Anwar Budiman: Buruh Asing Ilegal 'Jajah' Hak Buruh Lokal
Pasal 27 ayat (2) UUD 1945 menyatakan, tiap-tiap warga negara berhak atas pekerjaan dan penghidupan yang layak bagi kemanusiaan.
Editor: Hasanudin Aco
TRIBUNNEWS.JAKARTA – Tujuan bernegara, sebagaimana termaktub dalam Pembukaan Undang-Undang Dasar (UUD) 1945, sudah sangat jelas, yakni melindungi segenap bangsa dan seluruh tumpah darah Indonesia serta memajukan kesejahteraan umum.
Pasal 27 ayat (2) UUD 1945 menyatakan, tiap-tiap warga negara berhak atas pekerjaan dan penghidupan yang layak bagi kemanusiaan.
“Kini, hak itu tiba-tiba direnggut para buruh asing ilegal. Mereka ‘menjajah’ buruh lokal kita,” ungkap pakar hukum perburuhan Dr Anwar Budiman usai menjadi narasumber dalam Rapat Koordinasi Sinergitas Pemantauan Orang Asing, Ormas Asing dan Tenaga Kerja Indonesia (TKI) yang diselenggarakan Badan Kesatuan Bangsa dan Politik (Kesbangpol) Provinsi DKI Jakarta di Matraman, Jakarta Pusat, Kamis (28/6/2018).

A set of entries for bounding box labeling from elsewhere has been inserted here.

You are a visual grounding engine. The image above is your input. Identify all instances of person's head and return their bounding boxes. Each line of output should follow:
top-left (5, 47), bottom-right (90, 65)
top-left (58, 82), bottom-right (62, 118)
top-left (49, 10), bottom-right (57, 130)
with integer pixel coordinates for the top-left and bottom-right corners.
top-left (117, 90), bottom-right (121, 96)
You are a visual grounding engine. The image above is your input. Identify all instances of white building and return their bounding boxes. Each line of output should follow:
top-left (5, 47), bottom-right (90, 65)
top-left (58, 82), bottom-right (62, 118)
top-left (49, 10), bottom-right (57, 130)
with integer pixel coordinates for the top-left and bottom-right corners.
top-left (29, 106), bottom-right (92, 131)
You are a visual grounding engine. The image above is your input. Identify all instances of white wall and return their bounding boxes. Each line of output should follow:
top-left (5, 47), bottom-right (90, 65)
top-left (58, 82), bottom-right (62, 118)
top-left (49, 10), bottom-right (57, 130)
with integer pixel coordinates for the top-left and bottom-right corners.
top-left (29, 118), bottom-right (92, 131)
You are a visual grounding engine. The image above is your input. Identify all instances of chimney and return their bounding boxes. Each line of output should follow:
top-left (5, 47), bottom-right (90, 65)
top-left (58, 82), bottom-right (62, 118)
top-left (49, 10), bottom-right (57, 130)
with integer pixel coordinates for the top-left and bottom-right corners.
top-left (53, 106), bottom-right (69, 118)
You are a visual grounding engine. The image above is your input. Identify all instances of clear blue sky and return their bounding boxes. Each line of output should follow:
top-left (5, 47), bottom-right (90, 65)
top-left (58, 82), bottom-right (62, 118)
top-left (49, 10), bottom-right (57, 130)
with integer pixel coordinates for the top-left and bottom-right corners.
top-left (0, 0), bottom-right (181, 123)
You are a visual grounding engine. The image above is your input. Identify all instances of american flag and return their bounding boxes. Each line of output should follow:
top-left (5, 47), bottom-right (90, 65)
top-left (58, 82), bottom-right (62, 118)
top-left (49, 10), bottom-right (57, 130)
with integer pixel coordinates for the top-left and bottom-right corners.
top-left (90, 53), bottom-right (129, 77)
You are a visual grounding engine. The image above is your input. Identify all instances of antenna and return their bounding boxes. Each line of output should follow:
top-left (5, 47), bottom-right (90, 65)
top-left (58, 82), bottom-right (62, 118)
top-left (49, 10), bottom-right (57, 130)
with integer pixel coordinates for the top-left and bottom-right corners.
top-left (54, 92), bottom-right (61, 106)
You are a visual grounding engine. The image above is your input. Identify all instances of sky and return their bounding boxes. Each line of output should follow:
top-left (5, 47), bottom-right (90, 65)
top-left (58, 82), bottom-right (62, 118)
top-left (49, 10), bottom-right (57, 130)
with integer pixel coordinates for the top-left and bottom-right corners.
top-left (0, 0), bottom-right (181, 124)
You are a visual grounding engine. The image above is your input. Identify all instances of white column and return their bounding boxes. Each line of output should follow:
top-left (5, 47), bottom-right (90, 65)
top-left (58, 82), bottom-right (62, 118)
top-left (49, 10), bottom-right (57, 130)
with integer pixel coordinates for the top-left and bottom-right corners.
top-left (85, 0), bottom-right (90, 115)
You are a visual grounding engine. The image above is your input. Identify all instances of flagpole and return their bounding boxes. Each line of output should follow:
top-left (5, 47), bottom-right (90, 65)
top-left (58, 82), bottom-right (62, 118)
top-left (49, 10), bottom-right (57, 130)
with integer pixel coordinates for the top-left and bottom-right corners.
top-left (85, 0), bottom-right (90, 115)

Narasumber lain dalam acara itu ialah Kepala Sub Direktorat (Kasubdit) Intelijen dan Keamanan (Intelkam) Divisi Imigrasi Kantor Wilayah Kementerian Hukum dan Hak Asasi Manusia DKI Jakarta F Hananto, serta perwakilan dari DPRD DKI Jakarta.
Sebenarnya, kata Anwar, saat ini sudah terbuka lapangan pekerjaan, sehingga terbuka pula kesempatan bagi buruh atau tenaga kerja lokal untuk bekerja.
“Namun, ketika kesempatan untuk bekerja itu terbuka, ternyata diambil dan dikuasai oleh orang asing, dalam hal ini tenaga kerja asing, bahkan tenaga kerja asing yang ilegal, di mana keberadaan mereka tidak sesuai dengan amanah UU No 13 Tahun 2003 tentang Ketenagakerjaan,” jelasnya.
Memang, kata Anwar, yang tercatat oleh Pemerintah RI adalah tenaga kerja asing (TKA) legal atau sesuai dengan UU Ketenagakerjaan, namun yang dipermasalahkan oleh masyarakat adalah keberadaan TKA ilegal yang nyata-nyata ada, tetapi tidak tercatat.
“Hal inilah yang menjadi permasalahan saat ini, sehingga perlu ditingkatkan pengawasan terhadap orang asing, mulai dari kedatangan di pelabuhan atau bandara, kegiatan di lapangan, hingga kembali ke negara asal,” terang aktivis buruh kelahiran Jakarta 1970 ini.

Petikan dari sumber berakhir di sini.